Avec le plan d’exportation de TKV, la taxe à l’exportation agit comme un mécanisme supplémentaire de gestion des volumes d’exportation de charbon tout en accordant la priorité à l’approvisionnement intérieur.
1.2.3 Impact à long terme de la transition énergétique
Le Partenariat pour une transition énergétique juste (JETP) a été établi en 2022 dans le but de mobiliser au moins 15,5 milliards de dollars US de financements publics et privés pour la transition énergétique du Vietnam au cours de sa phase initiale de mise en œuvre. Les financements sont principalement orientés vers des domaines tels que les énergies renouvelables, le développement des réseaux, le stockage d’énergie et l’efficacité énergétique. Le JETP ne constitue pas une restriction des importations de charbon et n’interdit pas non plus aux banques de fournir des lettres de crédit pour le commerce ordinaire du charbon.
Son principal impact concerne les perspectives de demande à long terme. À mesure que les politiques publiques et les capitaux internationaux se réorientent vers des projets bas carbone, les conditions de financement et d’approbation des nouveaux projets de centrales au charbon pourraient devenir plus restrictives, limitant la croissance de la demande future de charbon. Toutefois, comme les centrales au charbon existantes continuent d’assurer la production de base et l’équilibrage des pointes, le Vietnam devrait encore dépendre du charbon importé à court et moyen terme afin de maintenir un approvisionnement en combustible suffisant pour la production d’électricité.
1.3 Politiques d’importation et d’exportation de charbon des Philippines
Les Philippines sont un importateur net de charbon, la production nationale étant insuffisante pour répondre à la fois à la demande de production d’électricité et à la demande industrielle. L’action publique ne vise donc pas à restreindre les volumes importés, mais à sécuriser l’approvisionnement, à tracer l’origine du charbon et à encadrer les transactions. Du côté de la demande, le gouvernement a cherché à limiter la croissance future de la consommation de charbon en suspendant les approbations de nouveaux projets de centrales au charbon.

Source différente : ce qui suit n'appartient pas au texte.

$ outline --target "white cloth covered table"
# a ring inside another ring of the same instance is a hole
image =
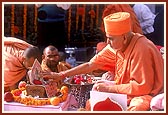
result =
[[[75,100],[73,95],[68,95],[68,98],[65,102],[60,103],[58,106],[53,105],[44,105],[44,106],[27,106],[17,102],[4,102],[3,103],[3,112],[8,113],[12,111],[17,112],[50,112],[50,111],[67,111],[70,107],[77,107],[78,103]]]

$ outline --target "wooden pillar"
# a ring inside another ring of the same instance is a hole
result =
[[[11,5],[11,37],[15,36],[14,33],[14,26],[15,26],[15,5]]]
[[[70,41],[70,37],[71,37],[71,12],[72,12],[72,8],[70,7],[68,10],[68,41]]]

Dans l’ensemble, la politique charbon des Philippines peut être résumée comme suit : les importations restent globalement ouvertes, les transactions de charbon sont réglementées expédition par expédition, le charbon est soumis à un régime fiscal uniforme, et la croissance à long terme de la demande de charbon est contenue par des limites au développement de nouvelles centrales au charbon.
1.3.1 Politiques d’importation
Commerce du charbon et certification d’importation propre à chaque expédition
Dans le même cadre réglementaire, les négociants en charbon, les utilisateurs finaux et les prestataires de services logistiques doivent obtenir une accréditation du DOE avant de mener des activités liées au charbon. En outre, les négociants et les utilisateurs finaux doivent obtenir, pour chaque expédition de charbon importé, un certificat de conformité pour l’importation de charbon (CoC-CI). Plutôt que de restreindre les volumes totaux d’importation, le dispositif combine l’accréditation des acteurs du marché et des exigences d’approbation propres à chaque expédition, permettant au gouvernement de suivre l’origine, la qualité, le transport et l’usage final du charbon importé.
Les importations de charbon aux Philippines restent donc ouvertes, même si le processus de conformité est devenu plus centralisé. Les entreprises doivent préparer à l’avance les contrats d’approvisionnement, les informations sur la qualité du charbon et la documentation logistique, tout en prévoyant un délai suffisant pour l’approbation réglementaire. Des documents incomplets ou des retards dans l’obtention de l’approbation peuvent donc entraîner non seulement des coûts administratifs plus élevés, mais aussi des perturbations dans la planification des navires, des temps d’attente plus longs dans les ports et des coûts du charbon livré plus élevés.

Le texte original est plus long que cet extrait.